Я подхожу к ней, за спиной становлюсь, зарываюсь носом в светлые волосы и дышу глубоко. Ее запах – мое личное успокоительное. Он мне необходим, как сильнодействующие препараты, которые можно добыть только по розовым рецептам. Смотрю на изгиб изящной шеи, скрытой под глухим воротом темной водолазки, и так сорвать эти тряпки хочется, губами коснуться, но мне нужно понимать, что на самом деле с моей Ариной происходит.
– Ты боишься меня? – задаю вопрос, который вытеснил собой все прочие разумные мысли. Мне нужно знать на него ответ, иначе…
Арина резко оборачивается и внимательно в глаза смотрит. Косметика смазалась, шрамы стали виднее, но меня это парит в самую последнюю очередь. Бывает так, что внутренняя красота человека настолько яркая, что перекрывает собой все несовершенства. Ничего не замечаешь, только светом любуешься, льющимся из самой души.
– Ты сумасшедший? – щурится, сдувает с лица прядь волос, а во взгляде возмущение пылает. – Хотя да, о чем я спрашиваю человека, который так самозабвенно дерется.
– Тебе это не нравится.
– Мне это очень не нравится, – кивает и снова на миг глаза закрывает, чтобы спрятать то, что в них отражается. – Я… это жутко было. Ты будто бы в дикое животное превратился.
– Боишься, – нахожу ответ и, не сдержавшись, до щеки ее дотрагиваюсь. Кожа теплая, а шрамы кажутся невыносимо горячими. – Прости, я не хотел тебя напугать. Но я не смог сдержаться, он тебя…
Арина нетерпеливо рукой взмахивает, прерывая меня.
– Мир, ты прав, я очень боюсь. До ужаса, – соглашается.
– Я не знаю, что сказать, но я никогда тебя не обижу. Никогда.
– Мир… я не хочу тебя потерять. Без тебя тоскливо очень, веришь? Но…
По ее лицу медленно текут слезы. Она плачет и, мелко дрожа, всхлипывает. На меня смотрит, лица касается, ощупывает его, словно слепая. А меня от короткого «но» в пот бросает. Что «но»? Я не хочу тебя потерять, но считаю, что без тебя будет безопаснее и спокойнее? Это она сказать хочет?
– Если ты не прекратишь, будет беда. Большая и страшная. И я не за себя боюсь, не тебя. За тебя, понимаешь?
Я медленно киваю, потому что мне вдруг становится трудно говорить. Горло сжимается обручем, пытаюсь сглотнуть, протолкнуть застрявший комок, но лишь дышу шумно.
– Не делай так никогда, пожалуйста, – просит. – Не надо из-за меня драться. Соловьев бы не сделал мне ничего плохого, смогла бы отбиться.
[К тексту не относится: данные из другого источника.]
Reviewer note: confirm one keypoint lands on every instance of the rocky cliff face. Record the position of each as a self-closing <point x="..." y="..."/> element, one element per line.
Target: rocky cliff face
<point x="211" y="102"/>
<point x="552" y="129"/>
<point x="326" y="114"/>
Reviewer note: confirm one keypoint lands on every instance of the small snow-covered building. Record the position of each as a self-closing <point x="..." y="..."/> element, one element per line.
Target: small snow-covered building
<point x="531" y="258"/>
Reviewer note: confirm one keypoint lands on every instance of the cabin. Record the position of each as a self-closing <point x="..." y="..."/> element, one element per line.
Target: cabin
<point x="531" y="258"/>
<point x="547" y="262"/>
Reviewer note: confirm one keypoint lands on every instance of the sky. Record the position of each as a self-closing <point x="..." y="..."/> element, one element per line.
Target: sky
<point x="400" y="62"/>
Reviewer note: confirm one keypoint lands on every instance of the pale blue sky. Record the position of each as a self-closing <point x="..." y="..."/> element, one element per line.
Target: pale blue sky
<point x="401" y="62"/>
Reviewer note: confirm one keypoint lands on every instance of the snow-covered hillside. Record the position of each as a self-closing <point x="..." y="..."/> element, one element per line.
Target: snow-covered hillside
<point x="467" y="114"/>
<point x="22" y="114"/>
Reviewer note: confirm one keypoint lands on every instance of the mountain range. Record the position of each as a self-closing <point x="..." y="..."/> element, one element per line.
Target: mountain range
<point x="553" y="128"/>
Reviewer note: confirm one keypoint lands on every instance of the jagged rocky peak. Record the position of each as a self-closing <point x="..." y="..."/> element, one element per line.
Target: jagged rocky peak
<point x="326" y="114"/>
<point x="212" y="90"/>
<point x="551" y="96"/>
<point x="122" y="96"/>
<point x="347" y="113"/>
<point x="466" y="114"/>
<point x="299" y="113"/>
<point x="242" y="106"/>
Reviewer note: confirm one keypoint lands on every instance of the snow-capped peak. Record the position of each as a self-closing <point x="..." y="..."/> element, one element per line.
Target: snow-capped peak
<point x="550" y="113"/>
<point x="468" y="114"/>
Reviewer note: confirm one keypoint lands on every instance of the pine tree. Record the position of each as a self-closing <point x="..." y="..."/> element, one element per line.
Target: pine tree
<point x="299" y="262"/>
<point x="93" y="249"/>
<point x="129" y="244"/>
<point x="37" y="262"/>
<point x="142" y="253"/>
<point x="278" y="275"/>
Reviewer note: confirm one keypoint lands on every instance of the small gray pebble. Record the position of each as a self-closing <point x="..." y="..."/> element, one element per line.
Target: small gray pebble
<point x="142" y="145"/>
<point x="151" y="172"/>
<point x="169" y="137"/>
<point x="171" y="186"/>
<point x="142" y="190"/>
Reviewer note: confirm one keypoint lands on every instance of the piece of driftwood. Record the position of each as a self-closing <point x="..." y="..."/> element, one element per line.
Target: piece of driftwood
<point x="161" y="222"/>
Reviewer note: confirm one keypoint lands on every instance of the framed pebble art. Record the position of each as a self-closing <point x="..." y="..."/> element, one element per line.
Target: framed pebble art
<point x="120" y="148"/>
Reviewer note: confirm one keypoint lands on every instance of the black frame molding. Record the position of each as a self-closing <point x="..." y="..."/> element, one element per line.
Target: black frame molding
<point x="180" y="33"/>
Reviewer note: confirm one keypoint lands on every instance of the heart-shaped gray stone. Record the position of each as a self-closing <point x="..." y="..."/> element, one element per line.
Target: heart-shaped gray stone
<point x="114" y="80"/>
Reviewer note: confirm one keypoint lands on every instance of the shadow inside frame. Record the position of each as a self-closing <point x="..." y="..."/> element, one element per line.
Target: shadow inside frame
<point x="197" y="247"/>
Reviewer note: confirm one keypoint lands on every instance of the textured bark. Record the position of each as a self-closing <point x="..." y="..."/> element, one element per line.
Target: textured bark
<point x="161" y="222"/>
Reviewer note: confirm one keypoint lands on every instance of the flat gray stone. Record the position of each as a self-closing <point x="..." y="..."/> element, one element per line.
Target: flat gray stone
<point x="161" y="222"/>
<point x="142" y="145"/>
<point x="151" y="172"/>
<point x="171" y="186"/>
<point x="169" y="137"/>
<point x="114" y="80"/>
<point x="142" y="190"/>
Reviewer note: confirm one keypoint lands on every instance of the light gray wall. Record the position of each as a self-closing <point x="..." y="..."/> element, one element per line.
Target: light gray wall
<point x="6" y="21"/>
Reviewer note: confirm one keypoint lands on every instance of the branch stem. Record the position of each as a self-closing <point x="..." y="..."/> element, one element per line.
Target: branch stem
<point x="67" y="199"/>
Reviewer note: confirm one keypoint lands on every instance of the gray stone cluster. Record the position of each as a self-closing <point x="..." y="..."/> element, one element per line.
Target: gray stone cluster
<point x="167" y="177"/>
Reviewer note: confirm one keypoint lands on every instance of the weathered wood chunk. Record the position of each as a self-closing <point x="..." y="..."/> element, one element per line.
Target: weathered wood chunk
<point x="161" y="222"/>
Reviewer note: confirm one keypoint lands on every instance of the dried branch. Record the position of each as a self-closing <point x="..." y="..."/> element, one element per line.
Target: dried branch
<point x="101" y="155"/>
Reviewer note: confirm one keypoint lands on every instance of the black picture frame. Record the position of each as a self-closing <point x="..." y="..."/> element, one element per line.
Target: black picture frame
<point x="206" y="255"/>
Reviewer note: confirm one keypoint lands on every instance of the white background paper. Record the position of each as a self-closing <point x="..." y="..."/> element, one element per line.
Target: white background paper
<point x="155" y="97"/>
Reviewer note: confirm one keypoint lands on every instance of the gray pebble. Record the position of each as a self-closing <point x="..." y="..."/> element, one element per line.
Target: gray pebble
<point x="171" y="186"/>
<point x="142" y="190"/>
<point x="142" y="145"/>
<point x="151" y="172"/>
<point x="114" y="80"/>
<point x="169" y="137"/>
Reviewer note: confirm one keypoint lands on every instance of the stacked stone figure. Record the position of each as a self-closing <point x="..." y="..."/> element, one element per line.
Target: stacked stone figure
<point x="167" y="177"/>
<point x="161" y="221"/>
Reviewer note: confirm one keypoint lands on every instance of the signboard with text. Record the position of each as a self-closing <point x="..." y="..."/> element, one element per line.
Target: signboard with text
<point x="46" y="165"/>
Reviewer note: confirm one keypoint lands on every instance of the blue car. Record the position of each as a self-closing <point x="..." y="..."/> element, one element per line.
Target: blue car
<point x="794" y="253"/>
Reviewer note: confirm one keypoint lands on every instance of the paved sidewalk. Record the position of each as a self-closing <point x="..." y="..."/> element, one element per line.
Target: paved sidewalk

– Ты его оправдываешь? – выдавливаю из себя, а Арина упрямо головой мотает.
– Я просто не хочу думать о непоправимом, если оно так и не случилось. Мне и так тяжелых мыслей, страшных снов и комплексов хватает без Соловьева.
Арина смотрит на меня так, что будь я девчонкой, разрыдался бы в голос.
– Мир, я говорила уже это, но ты мог убить его. Он тупой придурок, но не надо его убивать. Никого не надо. Ты же себя этим уничтожишь, неужели не понимаешь? Мир…
Она вдруг целует меня. Порывисто, лихорадочно. Ее губы оставляют хаотичные метки на моем лице, а слезы остаются влажными пятнами на коже. Арина, как слепой котенок, тычется то в щеку, то в уголок губ, а то и вовсе едва носом мне глаз не выбивает. Смешная такая. У меня никогда не было такой девушки. За меня никто никогда так сильно не переживал, никто не умолял быть осторожным, не пытался вразумить, исправить. Никогда. Даже мать, которая уж точно по идее должна любить меня сильнее всех прочих. Но она всегда выбирала Игорьков. Арина – первый человек, ради которого хочется меняться. Чудеса…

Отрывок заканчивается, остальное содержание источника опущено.